Inria & HPC
StarPU: Integrate the performance of heterogeneous architectures thanks to generic development
StarPU is a software component enabling the provision of a unified and generic view of the infrastructures available for computation, whatever their kind: CPUs, GPUs, accelerators.
StarPU proposes an API enabling the automatic execution of code on the available resources by taking into account data dependencies in order to optimise the execution of the computations. As a result, this provides a single programming interface to learn and use, allows for the development of clearer, more generic software that is capable of allowing users to make the most of the possible infrastructures and therefore improve their ROI.
StarPU aims to address the following user issues:
- Developing applications that are independent from the underlying infrastructure reduces their performance and scalability
- Having to take into account, oneself, the interaction between the heterogeneous computation resources potentially available to the end client on a programming level
- Excessive difficulty in programming that results in an underutilisation of available computation resources
With StarPU, users benefit from:
Improved consideration of heterogeneous architectures
- Time savings in the resolution of computations
- Simplified software development
- Capacity of the applications to manage infrastructures that were hitherto underutilised
- Capacity of the developers to concentrate on the core business and not on taking the interaction between heterogeneous resources into account
- Optimisation of the ROI of the infrastructures and reduction in the TCO of its infrastructures and teams of developers
StarPU enables HPC libraries or compiler environments to exploit, in a much simpler way, heterogeneous multicore machines equipped with CPU, GPU or even Cell processors.
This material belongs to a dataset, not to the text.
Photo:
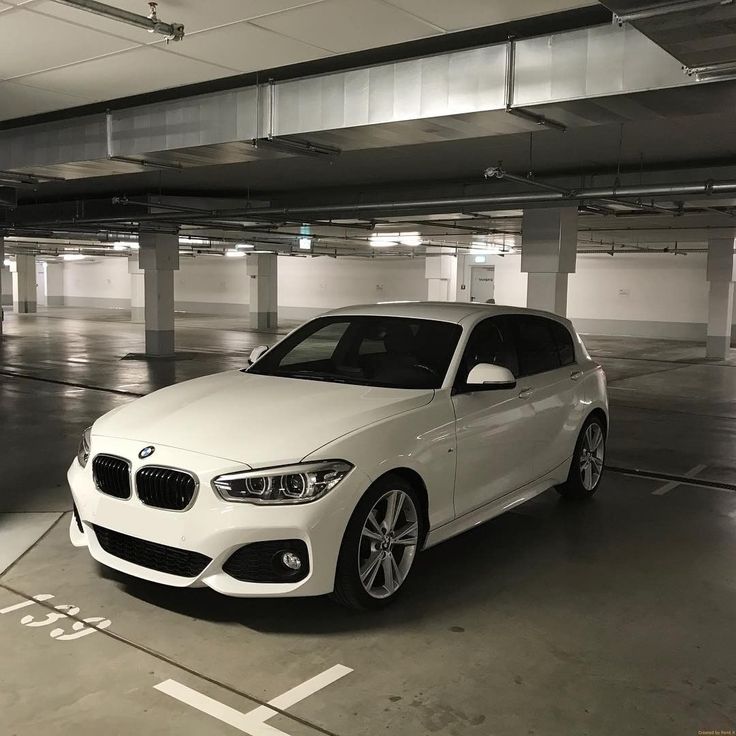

Instead of managing low-level issues, programmers can concentrate on the algorithmic aspects.
Portability is achieved as a result, thanks to a unified abstraction of the resources of a computation machine. Moreover, StarPU offers a unified off-loadable task abstraction called “codelet”. Subsequently, instead of rewriting all of the code, programmers can encapsulate existing functions in codelets.
In the event that a codelet may be run on heterogeneous architectures, it is possible to specify one function per architecture (e.g. one function for CUDA and one function for CPUs, etc.).
StarPU takes care of the scheduling and execution of these codelets as efficiently as possible across the entirety of the machine available. In order to simplify the programmer's work with regard to the explicit writing of the data transfer between the computation resources, StarPU proposes high-level data management ensuring memory coherency for the entire machine. That way, before the codelet is executed (on an accelerator, for example), all of the necessary data are made available in a transparent way on the computation resource. Given the interface expressivity and portable scheduling policies, StarPU makes it possible to achieve performances by efficiently and simply exploiting all of the computation machine resources at the same time. In the same perspective of taking advantage of the heterogeneous nature of the computation machine, StarPU uses scheduling strategies based on performance models capable of best setting their parameters automatically (auto-tuned).
In this way, StarPU provides algorithms enabling the following to be taken into account:
- The implementation of tasks for GPUs and CPUs
- Management of tasks to be executed in the form of graphs by using either pragmas available via a high-level GCC plugin proposed by StarPU or via a rich API C, provided by StarPU.
StarPU thereby provides the following real-time solutions:
- Management of task dependencies
- Optimised scheduling for heterogeneous resources
- Replication and transfer of optimised data between the main memory and the memories linked to the computation resources
- Optimised communications for clusters
STORM Research Team(STatic Optimizations, Runtime Methods) works in Networks, Systems and Services, Distributed Computing field. and particularly on the theme Distributed and High Performance Computing.